Thursday, October 18, 2007

Building Fu

I apologize for being less than active recently. I've been occupied with making sure that I have enough work coming in so that Triv and I don't starve. That said, here's how we plan to put this very unique grid together...

London and Environs
This is the center of our world. Although we'd love to use the simplified borough structure from 1900-1965, the old district/vestry system from 1855 contains more flavor if less organization. These regions will be individual groups of rooms, only connected with themselves. For example, Westminster will be a collection of rooms that have no exits save those shared amongst other Westminster rooms. To get to other regional groups, we'd like to implement a +travel system, with a twist.

On CC, once we set up the Sky rooms, code provided a list once someone typed in '+land' or whatever it was. That list involved the numbered ground rooms that could only be reached by that sky room in particular, flagged appropriately if I'm not mistaken. We'd like to set up a single appropriate room per regional group (probably marked with an asterisk *) that allows folks to type '+travel' and bring up a list of the other single +travellable room per region. Whether the PC gets there by foot or by hansom is up to individual RP, and since every room within a regional group will be connected by exits to one another, players need only travel perhaps a single room before hitting +travel to get from, say, Westminster to Chelsea. Then another exit to the room in that region of their choice, if desired.

As we'd love to implement a form of the subway rail map that Prospero provided, +travel would only bring up the other subway rooms on their list. The same would go for aboveground railway to other parts of the country, once those get added to the 'grid'.

The Rest of the World
These rooms will be segregated into groups much like the regions of London, save that they'll be other places of note around the world. The asterisked rooms to get around these would be the ports, the airship docks, the hidden underground tunnels that lead from Tibet to Shangri-La and so on. World travel will always be a step away from the players.

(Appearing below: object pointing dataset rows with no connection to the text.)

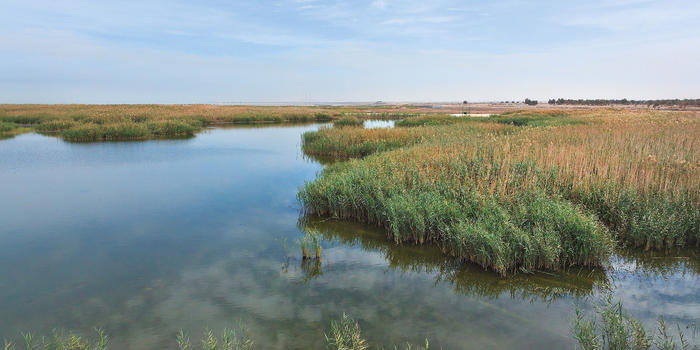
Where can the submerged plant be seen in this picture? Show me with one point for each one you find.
(61, 341)
(310, 245)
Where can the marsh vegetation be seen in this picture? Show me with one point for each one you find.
(522, 191)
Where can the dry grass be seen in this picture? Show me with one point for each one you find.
(510, 197)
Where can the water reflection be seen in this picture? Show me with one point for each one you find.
(466, 279)
(145, 238)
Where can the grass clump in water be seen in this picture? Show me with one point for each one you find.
(513, 198)
(614, 329)
(230, 339)
(430, 120)
(310, 245)
(356, 142)
(525, 118)
(61, 341)
(348, 121)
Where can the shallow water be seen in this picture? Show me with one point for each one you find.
(146, 238)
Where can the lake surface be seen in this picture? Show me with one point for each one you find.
(146, 238)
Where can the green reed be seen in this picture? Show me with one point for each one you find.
(348, 121)
(612, 328)
(512, 198)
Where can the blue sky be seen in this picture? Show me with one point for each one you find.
(86, 51)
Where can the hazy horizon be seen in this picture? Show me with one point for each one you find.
(312, 51)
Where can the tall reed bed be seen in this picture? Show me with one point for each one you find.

The beauty here is that every player will know that when they're in an asterisked room, they can hit +travel and it will bring up the selection of destinations, whatever the RPed variety of travel it represents. If they don't hit one of the available numbers, the code will null and kick them out of the list and back to regular MU reality. I rather doubt I've got the code available that Forge on CC used to put this together, but it seemed a relatively simple process. At least from the building side, where we just had to make sure a certain attribute was set on all of the 'reachable' rooms. So, what's the concensus?

5 comments:

Lindsey Wilson said...

So long as the regionally grouped rooms are clearly laid out (with an out alias that always eventually leads to an asterisked room or something) this could work. Coding the specific +travel thing may be either really tedious or very quick, depending on if the elegant solution that suggests itself to me can function.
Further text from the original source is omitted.